A failure to consult

The government produced its Welfare Reform Bill on 17th February, containing provisions for Universal Credit, the extension of sanctions against unemployed people, and the abolition of Council Tax Benefit and Disability Living Allowance. It is now clear that Universal Credit will be a portmanteau benefit rather than a true simplification, with distinct rules for Jobseekeer’s Allowance, Employment and Support Allowance and Housing Benefit.

Most of this had been signalled, in advance, though for the second time the Secretary of State has jumped the gun on a consultation. Universal Credit was announced in November before the consultation on the proposals had closed; the abolition of Disability Living Allowance was announced with two days left of the consultation period.
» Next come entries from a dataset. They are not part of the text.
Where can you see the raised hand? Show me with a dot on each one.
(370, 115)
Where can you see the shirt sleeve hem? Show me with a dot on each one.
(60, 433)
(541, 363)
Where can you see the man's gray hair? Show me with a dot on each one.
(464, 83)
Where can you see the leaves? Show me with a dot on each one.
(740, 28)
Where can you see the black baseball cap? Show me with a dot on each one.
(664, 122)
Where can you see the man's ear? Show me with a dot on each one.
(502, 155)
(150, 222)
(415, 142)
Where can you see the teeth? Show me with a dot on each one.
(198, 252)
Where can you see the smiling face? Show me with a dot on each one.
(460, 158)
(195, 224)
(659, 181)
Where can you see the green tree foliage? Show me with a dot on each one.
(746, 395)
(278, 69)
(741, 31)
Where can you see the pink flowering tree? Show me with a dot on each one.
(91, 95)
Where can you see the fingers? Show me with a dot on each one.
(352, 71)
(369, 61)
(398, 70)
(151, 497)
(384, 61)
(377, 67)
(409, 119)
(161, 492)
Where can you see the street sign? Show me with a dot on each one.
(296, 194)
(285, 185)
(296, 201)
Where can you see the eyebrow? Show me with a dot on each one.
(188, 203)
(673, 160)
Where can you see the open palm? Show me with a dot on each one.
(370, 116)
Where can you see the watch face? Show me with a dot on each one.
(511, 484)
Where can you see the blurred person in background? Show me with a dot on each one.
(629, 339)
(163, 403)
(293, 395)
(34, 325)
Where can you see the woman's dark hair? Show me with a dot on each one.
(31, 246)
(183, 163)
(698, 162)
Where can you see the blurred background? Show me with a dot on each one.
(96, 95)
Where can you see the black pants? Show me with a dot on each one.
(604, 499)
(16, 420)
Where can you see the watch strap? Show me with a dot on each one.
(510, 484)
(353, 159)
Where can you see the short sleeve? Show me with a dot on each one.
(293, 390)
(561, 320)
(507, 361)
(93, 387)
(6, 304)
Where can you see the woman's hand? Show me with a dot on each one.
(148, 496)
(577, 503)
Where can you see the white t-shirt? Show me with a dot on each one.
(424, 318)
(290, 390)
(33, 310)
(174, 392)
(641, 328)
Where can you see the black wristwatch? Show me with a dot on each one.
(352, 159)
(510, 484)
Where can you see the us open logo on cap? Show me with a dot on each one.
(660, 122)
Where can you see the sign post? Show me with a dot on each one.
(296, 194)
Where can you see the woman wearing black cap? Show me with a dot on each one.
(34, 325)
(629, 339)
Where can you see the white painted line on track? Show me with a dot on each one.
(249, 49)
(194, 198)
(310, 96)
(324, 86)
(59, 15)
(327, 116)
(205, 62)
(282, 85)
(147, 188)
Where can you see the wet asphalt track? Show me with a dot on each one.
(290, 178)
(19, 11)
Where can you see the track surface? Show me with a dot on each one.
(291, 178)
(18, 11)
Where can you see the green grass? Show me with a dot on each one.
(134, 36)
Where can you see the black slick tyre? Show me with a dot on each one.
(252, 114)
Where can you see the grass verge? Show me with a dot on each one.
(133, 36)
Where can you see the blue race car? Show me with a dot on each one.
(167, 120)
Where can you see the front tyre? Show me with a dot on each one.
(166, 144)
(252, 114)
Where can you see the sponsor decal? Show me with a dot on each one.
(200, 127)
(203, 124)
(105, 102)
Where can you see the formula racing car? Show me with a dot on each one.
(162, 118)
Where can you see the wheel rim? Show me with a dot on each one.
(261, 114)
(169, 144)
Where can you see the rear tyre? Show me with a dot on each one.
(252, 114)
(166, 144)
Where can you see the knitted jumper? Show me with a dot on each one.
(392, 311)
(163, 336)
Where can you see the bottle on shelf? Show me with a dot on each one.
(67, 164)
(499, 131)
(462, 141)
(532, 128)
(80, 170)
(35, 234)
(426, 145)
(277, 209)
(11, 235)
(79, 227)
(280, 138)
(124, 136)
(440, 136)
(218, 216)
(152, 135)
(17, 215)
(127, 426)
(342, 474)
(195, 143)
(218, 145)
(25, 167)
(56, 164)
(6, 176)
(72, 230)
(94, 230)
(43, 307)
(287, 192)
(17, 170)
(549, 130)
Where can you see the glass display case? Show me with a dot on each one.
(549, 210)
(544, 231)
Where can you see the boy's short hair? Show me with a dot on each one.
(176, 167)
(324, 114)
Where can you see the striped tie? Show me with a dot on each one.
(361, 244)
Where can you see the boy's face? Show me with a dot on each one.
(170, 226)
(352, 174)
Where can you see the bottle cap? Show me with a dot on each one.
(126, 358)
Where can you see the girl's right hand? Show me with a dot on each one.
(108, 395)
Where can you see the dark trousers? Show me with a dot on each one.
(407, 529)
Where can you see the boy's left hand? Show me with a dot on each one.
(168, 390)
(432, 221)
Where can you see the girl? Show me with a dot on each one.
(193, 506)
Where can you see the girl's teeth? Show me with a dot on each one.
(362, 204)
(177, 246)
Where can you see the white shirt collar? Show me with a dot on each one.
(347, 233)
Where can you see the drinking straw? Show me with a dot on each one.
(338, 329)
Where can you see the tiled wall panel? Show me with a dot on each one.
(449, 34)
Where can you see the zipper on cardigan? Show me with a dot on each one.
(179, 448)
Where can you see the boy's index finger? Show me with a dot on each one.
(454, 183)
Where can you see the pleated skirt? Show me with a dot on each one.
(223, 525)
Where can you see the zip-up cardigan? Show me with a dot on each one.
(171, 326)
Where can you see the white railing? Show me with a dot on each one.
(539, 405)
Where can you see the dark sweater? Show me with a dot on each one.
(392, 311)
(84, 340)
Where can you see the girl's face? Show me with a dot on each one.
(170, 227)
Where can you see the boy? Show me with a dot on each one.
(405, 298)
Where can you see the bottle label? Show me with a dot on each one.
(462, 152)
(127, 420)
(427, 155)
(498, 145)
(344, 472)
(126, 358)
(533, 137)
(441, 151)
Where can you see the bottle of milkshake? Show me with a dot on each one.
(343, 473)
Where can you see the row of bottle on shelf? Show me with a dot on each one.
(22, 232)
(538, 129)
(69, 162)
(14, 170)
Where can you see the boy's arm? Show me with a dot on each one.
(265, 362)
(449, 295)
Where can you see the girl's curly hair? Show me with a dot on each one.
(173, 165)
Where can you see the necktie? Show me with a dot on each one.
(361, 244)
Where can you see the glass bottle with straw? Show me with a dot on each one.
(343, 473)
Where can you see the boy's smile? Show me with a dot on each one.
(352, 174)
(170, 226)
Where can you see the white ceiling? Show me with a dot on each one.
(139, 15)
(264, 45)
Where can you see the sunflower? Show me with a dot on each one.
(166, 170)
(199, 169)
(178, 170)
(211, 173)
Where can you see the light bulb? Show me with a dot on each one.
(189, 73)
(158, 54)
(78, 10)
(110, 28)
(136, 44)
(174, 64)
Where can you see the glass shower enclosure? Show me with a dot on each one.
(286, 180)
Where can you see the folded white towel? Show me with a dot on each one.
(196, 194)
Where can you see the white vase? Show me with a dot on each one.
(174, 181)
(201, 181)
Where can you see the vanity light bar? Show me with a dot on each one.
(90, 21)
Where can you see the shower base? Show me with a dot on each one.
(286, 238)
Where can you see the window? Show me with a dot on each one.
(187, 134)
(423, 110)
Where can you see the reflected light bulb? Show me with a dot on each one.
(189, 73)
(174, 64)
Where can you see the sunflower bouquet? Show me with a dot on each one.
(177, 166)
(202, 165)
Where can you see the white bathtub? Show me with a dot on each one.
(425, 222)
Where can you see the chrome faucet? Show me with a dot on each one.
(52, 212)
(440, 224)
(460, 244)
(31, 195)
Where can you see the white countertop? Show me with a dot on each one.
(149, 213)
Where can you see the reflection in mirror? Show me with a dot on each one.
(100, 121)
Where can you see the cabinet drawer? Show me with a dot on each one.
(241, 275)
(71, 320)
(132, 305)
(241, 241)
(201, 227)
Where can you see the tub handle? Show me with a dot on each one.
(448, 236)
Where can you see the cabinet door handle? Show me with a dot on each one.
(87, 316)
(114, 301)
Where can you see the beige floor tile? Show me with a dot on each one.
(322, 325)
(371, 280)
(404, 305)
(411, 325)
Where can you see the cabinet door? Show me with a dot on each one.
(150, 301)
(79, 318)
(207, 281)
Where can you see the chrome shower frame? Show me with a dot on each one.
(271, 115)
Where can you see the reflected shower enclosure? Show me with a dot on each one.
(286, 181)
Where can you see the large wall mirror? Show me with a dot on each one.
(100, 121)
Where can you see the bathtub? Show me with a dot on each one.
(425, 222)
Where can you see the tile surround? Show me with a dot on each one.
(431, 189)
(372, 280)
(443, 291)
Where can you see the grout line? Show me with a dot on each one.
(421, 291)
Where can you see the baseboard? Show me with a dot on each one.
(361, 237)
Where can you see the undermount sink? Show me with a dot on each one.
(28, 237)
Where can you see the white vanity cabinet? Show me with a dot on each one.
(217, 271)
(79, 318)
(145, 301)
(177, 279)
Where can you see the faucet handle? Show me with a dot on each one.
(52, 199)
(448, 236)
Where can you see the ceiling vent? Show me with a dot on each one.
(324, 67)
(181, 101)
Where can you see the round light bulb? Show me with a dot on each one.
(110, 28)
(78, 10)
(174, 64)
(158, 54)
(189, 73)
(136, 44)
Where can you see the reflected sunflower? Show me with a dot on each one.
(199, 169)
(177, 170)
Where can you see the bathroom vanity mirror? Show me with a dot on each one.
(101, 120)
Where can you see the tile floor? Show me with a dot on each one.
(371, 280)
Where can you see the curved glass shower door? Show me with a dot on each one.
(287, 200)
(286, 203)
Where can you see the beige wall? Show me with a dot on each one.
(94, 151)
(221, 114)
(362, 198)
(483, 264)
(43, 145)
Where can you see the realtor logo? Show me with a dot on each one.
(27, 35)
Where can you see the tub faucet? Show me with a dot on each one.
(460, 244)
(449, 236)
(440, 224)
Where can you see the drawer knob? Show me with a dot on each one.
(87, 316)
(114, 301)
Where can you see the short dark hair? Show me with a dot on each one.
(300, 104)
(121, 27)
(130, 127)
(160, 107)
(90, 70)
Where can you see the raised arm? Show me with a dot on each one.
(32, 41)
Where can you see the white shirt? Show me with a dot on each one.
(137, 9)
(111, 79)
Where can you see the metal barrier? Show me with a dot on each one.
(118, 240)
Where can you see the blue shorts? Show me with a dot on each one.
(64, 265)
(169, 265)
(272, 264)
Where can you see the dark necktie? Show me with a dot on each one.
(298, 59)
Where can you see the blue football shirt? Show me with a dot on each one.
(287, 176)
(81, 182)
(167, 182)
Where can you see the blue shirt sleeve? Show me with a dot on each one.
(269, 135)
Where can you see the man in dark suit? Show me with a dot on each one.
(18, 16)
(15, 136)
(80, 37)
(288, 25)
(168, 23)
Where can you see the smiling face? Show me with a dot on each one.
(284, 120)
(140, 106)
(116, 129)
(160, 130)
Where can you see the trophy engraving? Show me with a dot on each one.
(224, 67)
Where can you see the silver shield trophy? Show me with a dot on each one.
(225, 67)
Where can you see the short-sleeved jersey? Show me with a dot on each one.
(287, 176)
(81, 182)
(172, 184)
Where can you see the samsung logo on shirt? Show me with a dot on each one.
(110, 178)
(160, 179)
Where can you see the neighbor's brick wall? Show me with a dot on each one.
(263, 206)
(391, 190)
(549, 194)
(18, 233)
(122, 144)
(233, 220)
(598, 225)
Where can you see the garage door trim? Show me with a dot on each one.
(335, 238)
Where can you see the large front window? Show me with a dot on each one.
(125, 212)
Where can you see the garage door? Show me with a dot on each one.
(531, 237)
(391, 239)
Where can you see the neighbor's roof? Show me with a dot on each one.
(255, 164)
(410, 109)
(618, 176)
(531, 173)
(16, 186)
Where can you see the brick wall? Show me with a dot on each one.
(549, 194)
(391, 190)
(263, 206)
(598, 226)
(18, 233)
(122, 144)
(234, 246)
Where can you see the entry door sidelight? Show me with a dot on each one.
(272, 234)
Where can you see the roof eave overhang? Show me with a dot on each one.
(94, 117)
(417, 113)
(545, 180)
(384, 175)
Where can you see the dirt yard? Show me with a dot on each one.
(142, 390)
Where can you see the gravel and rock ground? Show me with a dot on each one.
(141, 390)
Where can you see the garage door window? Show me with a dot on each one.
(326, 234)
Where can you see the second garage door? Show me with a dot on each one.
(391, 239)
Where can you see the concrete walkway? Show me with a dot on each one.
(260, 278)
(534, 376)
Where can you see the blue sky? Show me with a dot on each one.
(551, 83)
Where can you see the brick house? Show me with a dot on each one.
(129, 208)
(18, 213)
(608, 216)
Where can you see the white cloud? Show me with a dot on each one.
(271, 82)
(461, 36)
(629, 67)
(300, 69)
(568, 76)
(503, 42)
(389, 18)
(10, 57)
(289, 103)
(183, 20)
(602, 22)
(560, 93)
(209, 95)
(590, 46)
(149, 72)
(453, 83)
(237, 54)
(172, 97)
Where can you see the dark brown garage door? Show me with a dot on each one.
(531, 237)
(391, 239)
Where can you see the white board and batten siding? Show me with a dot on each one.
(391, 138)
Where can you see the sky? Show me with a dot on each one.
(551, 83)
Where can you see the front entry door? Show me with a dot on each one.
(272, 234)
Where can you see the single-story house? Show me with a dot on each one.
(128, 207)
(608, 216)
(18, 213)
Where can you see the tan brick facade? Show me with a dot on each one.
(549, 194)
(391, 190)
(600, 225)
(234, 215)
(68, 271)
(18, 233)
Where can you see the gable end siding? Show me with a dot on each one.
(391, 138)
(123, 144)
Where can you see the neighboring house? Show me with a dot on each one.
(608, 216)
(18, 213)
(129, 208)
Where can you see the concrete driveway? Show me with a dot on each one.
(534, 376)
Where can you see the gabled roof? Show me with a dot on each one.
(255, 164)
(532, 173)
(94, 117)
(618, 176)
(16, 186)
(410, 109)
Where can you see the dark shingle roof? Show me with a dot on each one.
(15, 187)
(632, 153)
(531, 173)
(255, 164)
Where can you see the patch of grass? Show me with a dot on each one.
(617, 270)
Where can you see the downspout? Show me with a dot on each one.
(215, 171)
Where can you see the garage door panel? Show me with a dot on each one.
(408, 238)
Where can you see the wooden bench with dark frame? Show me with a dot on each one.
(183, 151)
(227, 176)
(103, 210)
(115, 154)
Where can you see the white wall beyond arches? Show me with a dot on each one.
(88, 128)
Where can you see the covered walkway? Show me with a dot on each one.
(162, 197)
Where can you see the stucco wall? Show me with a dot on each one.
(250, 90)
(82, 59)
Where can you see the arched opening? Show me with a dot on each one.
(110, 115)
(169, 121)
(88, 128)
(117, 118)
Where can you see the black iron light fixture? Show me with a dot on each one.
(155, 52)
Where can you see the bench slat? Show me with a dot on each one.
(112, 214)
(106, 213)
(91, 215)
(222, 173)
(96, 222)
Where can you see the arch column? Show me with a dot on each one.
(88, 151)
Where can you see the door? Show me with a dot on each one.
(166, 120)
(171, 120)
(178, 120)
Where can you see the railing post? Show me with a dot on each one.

The government’s disregard for the process of consultation means that it has been making avoidable mistakes. In the case of Universal Credit, it has left several loopholes and ambiguities unclosed: it is still not clear what will happen to childcare costs or how council tax rebates will be taken into account. In the case of the replacement of Disability Living Allowance by Personal Independence Payments, the position is vaguer still. The government was particularly concerned about the increase in claims for DLA. Most of that increase reflected its growing use by people with psychiatric problems, but the proposals for replacing the care component with an allowance for daily living fail to consider the issue of psychiatric problems at all. The consultation returns would have warned the government of what it still needed to tackle. The rush to judgment is foolish, and the reform looks ill-considered.